Resulta necesario y laudable que las autoridades civiles hagan uso de su potestad para conseguir un cierto control en los niveles de contagios. Como es lógico, no todas las decisiones de quienes tienen esa responsabilidad son acertadas, puesto que estamos ante una realidad desconocida y llena de sorpresas.

Dice el refrán que “al que se quema con leche, hasta el jocoque le sopla”. Por eso es comprensible que dichas autoridades cometan errores, indudablemente movidos por una buena intención.

Sería comprensible que los gobernantes civiles determinaran el cierre de los templos “si éstos fueran” lugares de alto riesgo en la transmisión de la pandemia. Y digo entre comillas, “si fueran”, pues dadas las lógicas y prudentes medidas de precaución que se han estado viviendo con todo rigor, dichos peligros son prácticamente inexistentes. Difícilmente se pueden encontrar en otros ámbitos tantas medidas de cuidado como los sacerdotes —ayudados por fieles encargados del cuidado de las medidas higiénicas— se han propuesto vivir y exigir en las ceremonias litúrgicas.

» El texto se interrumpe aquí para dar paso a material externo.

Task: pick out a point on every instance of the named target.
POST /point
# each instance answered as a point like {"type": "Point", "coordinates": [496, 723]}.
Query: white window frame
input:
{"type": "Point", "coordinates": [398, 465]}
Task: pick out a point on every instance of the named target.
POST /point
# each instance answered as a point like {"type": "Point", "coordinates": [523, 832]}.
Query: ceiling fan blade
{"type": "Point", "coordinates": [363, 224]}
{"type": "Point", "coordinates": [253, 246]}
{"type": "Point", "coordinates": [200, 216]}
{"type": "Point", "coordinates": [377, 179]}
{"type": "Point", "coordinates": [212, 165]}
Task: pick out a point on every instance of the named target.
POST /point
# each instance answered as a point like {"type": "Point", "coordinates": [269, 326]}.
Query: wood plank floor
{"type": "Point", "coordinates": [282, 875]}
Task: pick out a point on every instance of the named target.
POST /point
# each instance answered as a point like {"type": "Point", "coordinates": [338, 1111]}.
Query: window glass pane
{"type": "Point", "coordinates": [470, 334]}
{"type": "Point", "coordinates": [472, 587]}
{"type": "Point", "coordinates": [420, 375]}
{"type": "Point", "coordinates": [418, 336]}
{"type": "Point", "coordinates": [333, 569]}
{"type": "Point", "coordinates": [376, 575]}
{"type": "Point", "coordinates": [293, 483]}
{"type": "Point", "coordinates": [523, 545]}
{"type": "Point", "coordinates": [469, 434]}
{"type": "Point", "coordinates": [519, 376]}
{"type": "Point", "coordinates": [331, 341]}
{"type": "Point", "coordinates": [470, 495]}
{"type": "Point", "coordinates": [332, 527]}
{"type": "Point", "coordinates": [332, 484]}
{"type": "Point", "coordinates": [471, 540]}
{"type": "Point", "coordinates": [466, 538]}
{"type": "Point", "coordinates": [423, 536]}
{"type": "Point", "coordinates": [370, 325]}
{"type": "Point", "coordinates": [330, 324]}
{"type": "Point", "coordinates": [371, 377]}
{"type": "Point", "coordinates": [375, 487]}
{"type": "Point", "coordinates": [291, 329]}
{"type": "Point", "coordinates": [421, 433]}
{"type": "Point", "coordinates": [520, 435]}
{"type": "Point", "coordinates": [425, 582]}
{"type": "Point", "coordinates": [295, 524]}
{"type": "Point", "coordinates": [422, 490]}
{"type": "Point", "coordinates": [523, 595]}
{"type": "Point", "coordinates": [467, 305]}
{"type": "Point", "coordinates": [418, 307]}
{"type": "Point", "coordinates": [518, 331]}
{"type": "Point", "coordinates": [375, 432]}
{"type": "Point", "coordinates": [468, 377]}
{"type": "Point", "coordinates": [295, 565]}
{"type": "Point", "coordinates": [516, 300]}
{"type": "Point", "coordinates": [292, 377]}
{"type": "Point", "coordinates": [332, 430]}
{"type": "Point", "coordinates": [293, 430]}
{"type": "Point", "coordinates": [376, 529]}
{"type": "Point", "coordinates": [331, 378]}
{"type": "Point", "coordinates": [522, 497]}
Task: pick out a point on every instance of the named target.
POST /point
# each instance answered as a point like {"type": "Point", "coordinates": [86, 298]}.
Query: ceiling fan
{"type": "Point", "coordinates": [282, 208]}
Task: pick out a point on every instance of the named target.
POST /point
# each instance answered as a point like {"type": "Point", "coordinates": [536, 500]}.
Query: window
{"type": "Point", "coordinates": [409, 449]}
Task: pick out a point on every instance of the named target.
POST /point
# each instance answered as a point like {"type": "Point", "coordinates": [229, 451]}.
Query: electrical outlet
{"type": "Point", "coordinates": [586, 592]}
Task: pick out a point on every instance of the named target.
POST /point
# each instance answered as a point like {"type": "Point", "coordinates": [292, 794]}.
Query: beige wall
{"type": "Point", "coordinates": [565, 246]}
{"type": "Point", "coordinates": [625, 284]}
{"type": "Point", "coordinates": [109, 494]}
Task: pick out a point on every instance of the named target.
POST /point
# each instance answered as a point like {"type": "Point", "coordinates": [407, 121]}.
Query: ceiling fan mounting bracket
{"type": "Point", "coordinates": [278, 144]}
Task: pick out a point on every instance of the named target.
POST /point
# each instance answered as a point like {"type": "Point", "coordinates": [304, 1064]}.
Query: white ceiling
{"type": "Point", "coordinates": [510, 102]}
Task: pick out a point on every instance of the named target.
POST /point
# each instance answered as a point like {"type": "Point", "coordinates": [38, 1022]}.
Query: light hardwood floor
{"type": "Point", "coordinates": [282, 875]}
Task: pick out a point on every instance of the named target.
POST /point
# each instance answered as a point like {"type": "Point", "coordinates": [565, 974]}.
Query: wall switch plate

En ningún hospital, transporte público, comercio, restaurante, sucursal bancaria, han podido proteger mejor a sus clientes como se ha hecho en las iglesias católicas de la arquidiócesis de Chihuahua. De ello soy testigo.

Así como sería absurdo que las autoridades eclesiásticas les indiquen a las civiles lo que hacer, o no, en los ámbitos que les son propios y exclusivos. Al Estado, en su caso, le compete establecer los aforos que prudentemente convenga respetar.

Partiendo del principio de la separación entre Iglesia y Estado —que nunca deberá entenderse como confrontación— estamos de acuerdo en que no debe haber injerencia directa en las realidades propias de cada institución.

Resulta un serio abuso que las autoridades civiles pretendan negar la recepción de determinados sacramentos en un ámbito que no les corresponde, es decir: litúrgico sacramental, prohibiendo la celebración de Misas, Bautizos y Bodas, cuando también en estos casos, se esmeran las medidas de precaución disminuyendo los peligros al máximo.

No perdamos de vista que los ciudadanos, no solamente tienen derecho de creer, sino también de profesar su fe, y de recibir la gracia que a través de los sacramentos sólo la Iglesia les puede dar.